Lei è arrivata solo gradatamente, non prima di mettere insieme questa trilogia, a cambiare il suo modo di scrivere, innanzi tutto rinunciando a un intreccio e popolando le sue pagine di persone che sembrano la negazione stessa del personaggio romanzesco. Come è avvenuto questo passaggio?

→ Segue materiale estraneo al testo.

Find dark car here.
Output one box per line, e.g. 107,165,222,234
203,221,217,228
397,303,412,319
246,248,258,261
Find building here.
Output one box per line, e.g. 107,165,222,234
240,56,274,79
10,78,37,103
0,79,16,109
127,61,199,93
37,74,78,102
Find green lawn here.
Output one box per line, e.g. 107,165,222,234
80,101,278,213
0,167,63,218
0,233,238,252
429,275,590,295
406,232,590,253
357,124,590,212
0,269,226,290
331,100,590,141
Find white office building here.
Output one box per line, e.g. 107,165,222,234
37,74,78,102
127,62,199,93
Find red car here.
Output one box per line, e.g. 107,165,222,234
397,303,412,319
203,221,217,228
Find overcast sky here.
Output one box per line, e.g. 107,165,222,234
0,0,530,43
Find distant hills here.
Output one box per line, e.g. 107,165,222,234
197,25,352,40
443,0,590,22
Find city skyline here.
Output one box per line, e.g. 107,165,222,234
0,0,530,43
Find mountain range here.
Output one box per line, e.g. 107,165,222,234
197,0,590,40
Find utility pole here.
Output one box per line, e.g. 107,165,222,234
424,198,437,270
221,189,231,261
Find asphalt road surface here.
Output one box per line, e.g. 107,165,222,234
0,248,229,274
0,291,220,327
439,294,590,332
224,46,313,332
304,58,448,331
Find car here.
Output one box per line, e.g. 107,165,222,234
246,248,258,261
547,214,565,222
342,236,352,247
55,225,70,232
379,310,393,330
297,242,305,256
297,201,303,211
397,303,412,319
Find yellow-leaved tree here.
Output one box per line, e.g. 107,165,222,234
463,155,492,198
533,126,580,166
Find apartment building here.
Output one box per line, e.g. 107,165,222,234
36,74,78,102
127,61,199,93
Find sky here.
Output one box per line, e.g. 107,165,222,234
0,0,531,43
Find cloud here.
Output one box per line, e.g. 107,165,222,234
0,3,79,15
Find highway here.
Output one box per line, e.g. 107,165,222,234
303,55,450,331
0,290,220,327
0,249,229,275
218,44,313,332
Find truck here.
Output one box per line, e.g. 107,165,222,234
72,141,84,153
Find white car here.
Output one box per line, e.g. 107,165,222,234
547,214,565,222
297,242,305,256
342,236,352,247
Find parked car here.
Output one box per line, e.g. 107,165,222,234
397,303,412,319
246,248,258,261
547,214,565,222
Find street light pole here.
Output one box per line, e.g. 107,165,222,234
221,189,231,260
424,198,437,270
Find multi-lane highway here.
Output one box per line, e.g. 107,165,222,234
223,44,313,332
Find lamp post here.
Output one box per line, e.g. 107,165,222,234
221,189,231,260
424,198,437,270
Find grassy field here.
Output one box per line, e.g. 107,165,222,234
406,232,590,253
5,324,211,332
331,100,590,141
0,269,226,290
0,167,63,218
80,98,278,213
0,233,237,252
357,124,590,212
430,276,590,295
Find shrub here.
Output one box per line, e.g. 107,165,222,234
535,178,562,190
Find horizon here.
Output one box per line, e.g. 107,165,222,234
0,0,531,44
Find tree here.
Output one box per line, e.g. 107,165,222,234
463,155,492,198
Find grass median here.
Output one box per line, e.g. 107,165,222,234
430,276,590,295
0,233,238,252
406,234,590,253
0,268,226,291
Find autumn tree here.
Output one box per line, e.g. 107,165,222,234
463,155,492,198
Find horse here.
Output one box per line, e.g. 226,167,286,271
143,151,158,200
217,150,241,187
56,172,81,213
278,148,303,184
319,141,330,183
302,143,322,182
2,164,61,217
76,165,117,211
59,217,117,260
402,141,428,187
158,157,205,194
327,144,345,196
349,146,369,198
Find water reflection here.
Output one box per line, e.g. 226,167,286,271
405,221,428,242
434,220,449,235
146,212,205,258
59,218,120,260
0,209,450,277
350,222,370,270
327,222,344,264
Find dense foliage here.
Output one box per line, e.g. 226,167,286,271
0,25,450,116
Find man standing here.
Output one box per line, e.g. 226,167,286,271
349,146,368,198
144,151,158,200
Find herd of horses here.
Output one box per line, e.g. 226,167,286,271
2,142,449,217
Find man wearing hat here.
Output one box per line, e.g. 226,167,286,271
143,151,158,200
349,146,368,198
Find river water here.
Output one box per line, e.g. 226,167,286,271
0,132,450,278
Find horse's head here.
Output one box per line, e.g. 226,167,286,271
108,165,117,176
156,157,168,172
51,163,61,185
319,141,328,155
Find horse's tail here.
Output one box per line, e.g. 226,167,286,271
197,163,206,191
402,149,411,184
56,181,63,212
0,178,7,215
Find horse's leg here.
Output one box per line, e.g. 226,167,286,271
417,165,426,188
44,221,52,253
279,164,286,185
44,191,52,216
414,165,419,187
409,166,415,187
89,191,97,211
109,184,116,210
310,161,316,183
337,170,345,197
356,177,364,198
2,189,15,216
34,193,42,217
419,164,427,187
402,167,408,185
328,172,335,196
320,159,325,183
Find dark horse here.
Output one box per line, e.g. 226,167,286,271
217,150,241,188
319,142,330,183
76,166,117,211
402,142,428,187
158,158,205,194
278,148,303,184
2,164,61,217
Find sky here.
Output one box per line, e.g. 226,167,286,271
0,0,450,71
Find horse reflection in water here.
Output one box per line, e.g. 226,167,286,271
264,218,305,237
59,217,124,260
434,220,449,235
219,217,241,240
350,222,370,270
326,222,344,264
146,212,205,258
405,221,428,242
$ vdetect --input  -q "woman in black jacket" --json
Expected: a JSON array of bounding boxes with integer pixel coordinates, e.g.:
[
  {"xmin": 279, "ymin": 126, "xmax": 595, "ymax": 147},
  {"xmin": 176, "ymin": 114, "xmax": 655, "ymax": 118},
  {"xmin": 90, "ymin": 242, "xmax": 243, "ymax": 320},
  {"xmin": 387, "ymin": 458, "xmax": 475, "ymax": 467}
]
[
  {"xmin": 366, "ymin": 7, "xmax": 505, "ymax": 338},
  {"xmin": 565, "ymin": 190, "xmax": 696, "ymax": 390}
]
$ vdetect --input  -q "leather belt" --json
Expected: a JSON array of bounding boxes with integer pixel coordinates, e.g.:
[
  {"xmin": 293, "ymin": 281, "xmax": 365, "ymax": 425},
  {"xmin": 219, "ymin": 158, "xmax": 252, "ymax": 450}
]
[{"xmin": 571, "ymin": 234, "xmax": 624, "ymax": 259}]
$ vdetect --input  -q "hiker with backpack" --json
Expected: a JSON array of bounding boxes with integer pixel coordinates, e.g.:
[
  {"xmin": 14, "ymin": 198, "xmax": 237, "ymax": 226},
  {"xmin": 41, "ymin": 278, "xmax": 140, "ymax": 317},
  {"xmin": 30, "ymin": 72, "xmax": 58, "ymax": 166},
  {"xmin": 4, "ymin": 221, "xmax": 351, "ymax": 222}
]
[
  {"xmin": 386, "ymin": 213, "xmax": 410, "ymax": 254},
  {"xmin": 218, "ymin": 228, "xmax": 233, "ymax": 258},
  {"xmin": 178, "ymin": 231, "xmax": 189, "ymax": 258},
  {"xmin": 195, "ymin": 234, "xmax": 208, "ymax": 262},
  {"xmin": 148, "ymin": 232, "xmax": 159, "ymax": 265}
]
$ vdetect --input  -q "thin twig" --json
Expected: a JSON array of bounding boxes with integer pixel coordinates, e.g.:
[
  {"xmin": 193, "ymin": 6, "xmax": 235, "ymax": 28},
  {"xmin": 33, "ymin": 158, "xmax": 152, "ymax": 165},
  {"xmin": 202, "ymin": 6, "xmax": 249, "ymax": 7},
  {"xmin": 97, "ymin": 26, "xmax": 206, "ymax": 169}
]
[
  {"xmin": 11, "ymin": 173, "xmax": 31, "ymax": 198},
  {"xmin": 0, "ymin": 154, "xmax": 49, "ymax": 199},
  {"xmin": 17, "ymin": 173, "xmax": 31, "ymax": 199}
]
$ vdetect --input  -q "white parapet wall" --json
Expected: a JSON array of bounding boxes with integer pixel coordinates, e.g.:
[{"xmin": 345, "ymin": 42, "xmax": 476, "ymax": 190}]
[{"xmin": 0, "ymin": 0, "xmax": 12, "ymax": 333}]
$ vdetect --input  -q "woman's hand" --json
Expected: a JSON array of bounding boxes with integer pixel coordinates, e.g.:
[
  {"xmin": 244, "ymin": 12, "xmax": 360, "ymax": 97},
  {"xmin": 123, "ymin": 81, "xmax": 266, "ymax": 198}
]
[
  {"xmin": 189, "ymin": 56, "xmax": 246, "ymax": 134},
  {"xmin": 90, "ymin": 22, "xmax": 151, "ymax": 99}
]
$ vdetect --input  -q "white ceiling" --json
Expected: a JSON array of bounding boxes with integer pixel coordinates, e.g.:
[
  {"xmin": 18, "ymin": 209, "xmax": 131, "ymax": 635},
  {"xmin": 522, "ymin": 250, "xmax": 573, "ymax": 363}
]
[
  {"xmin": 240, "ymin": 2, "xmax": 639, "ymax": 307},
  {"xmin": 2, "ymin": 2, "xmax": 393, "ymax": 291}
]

Ci sono arrivata tramite un processo che a me è sembrato molto lungo e altrettanto doloroso. Avevo cominciato scrivendo una serie di romanzi da una parte e di memoir dall’altra. Non potendo mettere tutto ciò di cui volevo parlare in un solo genere di contenitore, ne avevo allestiti due, il che riflette tra l’altro la scissione tipica dell’identità femminile. Sono andata avanti a lungo così, ma mentre i miei romanzi non producevano particolari reazioni, i miei memoir facevano arrabbiare i lettori, che dicevano di uscirne sconvolti, e mi ribaltavano contro le loro emozioni colpevolizzanti. Si vede che non ero riuscita a restare sulle generali come avrei voluto: nella forma del memoir, mi ero presa delle libertà che ho pagato a caro prezzo: evidentemente sbagliavo qualcosa, il contenitore che avevo ideato non funzionava. D’altronde, mi chiedevo, come mai la forma-romanzo autorizza l’autore a inventare episodi di crudeltà, scene di orrore, sentimenti abietti e chi legge per giunta non batte ciglio? Questo, mi sono detta, rivela che la forma-romanzo ha qualcosa di pornografico, e dunque ho cercato di elaborare una terza via.